A以外の相続人は,このような多額の借金が存在することを知らなかった。そこで,何とか対応できないかということで,法律相談にやってきた。
解決への流れ
相続放棄の熟慮期間は,自己のために相続の開始があったことを知った時から3か月です。「自己のために相続の開始があったことを知った時」とは,被相続人の死亡及び自己が相続人であることを知った時です。これを知った時から3か月が経過すると,熟慮期間が経過したと認められ,相続放棄の申述が認められることは,原則としてありません。今回の相続人は,配偶者及び第1順位の相続人であり,被相続人の死亡時にその死亡を認識していましたから,被相続人の死後3か月が熟慮期間となります。既に約9年半が経過していますから,相続放棄の申述が受理されることは原則としてありません。
しかし,相続放棄の動機となる財産や借金を知らなかった場合,知らなかったことに相当な理由が認められれば,これを知ってから3か月以内に相続放棄をすることで,相続放棄の申述が受理されることがあります。

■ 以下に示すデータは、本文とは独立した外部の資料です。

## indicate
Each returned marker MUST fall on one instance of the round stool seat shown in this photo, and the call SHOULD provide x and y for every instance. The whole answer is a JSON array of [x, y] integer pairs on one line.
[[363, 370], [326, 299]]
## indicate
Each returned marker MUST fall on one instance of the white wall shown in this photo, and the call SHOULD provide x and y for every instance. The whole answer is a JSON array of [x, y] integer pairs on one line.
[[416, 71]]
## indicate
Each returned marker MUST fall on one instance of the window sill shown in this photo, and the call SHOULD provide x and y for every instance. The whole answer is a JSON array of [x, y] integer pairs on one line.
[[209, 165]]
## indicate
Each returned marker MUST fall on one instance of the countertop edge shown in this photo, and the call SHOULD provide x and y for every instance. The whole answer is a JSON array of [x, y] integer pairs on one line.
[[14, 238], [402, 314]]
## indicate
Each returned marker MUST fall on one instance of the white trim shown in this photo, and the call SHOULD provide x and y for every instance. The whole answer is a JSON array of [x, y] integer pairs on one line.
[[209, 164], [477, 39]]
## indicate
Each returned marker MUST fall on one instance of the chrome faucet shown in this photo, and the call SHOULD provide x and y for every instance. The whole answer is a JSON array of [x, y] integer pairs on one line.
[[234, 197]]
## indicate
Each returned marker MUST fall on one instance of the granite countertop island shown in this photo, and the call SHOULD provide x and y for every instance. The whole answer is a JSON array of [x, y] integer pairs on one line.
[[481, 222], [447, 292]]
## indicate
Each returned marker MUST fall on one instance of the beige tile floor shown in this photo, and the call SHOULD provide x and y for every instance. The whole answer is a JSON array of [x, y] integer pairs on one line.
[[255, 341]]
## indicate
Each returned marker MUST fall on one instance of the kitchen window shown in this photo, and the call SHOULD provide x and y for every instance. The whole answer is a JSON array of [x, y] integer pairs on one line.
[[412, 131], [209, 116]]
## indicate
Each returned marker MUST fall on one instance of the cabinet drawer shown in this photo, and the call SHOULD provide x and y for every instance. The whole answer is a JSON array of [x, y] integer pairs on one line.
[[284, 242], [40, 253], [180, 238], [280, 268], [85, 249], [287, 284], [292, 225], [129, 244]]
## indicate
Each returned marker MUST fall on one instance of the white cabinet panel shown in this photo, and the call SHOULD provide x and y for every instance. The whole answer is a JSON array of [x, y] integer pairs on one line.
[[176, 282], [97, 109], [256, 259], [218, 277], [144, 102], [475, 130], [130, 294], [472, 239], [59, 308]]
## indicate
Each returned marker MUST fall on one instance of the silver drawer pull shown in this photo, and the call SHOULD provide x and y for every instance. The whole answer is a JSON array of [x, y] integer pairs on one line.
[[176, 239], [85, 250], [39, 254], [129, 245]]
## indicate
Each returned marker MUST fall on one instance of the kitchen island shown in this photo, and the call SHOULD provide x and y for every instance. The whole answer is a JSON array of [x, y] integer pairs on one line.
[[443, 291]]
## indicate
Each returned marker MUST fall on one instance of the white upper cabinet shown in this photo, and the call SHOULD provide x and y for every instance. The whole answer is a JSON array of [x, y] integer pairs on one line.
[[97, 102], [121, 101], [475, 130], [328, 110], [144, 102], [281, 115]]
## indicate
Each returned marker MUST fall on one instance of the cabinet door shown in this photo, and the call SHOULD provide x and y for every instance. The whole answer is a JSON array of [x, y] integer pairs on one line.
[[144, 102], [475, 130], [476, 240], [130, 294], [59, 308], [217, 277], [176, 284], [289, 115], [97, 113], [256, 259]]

本件では,被相続人の相続財産はAに任されており,それ以外の相続人は,被相続人が抱えていた多額の借金の存在を認識することができませんでした。金融期間からの通知により,初めて多額の借金の存在を知り,慌ててすぐに弁護士事務所に駆け込んできたのです。当職は,代理人としてこの点を家庭裁判所に説明(報告書を提出・裁判官との面談への対応)をして,無事に相続放棄の申述が受理されました。
竹本 真紀 弁護士からのコメント
相続は,家族関係があり,とても身近な関係の方たちとの間で発生します。身近な関係にあるから速やかに進めればよいのですが,なかなかそういかないことが多いのも事実です。身近な関係にあるから,特に問題はないだろうということで,そのまま時が経過してしまうこともあります。今回のケースもこの例です。問題がありそうな場合は,それぞれがきちんと調査をして,熟慮期間の間に相続放棄をすべきかどうか判断することができますが,借金もなく,特に問題もないだろうと思って放置していると,突然,借金の請求がやってきて,どうしていいかわからなくなることもあるのです。
今回は,借金の通知が来てすぐに弁護士事務所に来てくれたので,熟慮期間の起算点や期間内にあることの主張を準備することができました。依頼をうけた私も,慌てずに対応できてよかったです。皆さん,本当にほっとされていました。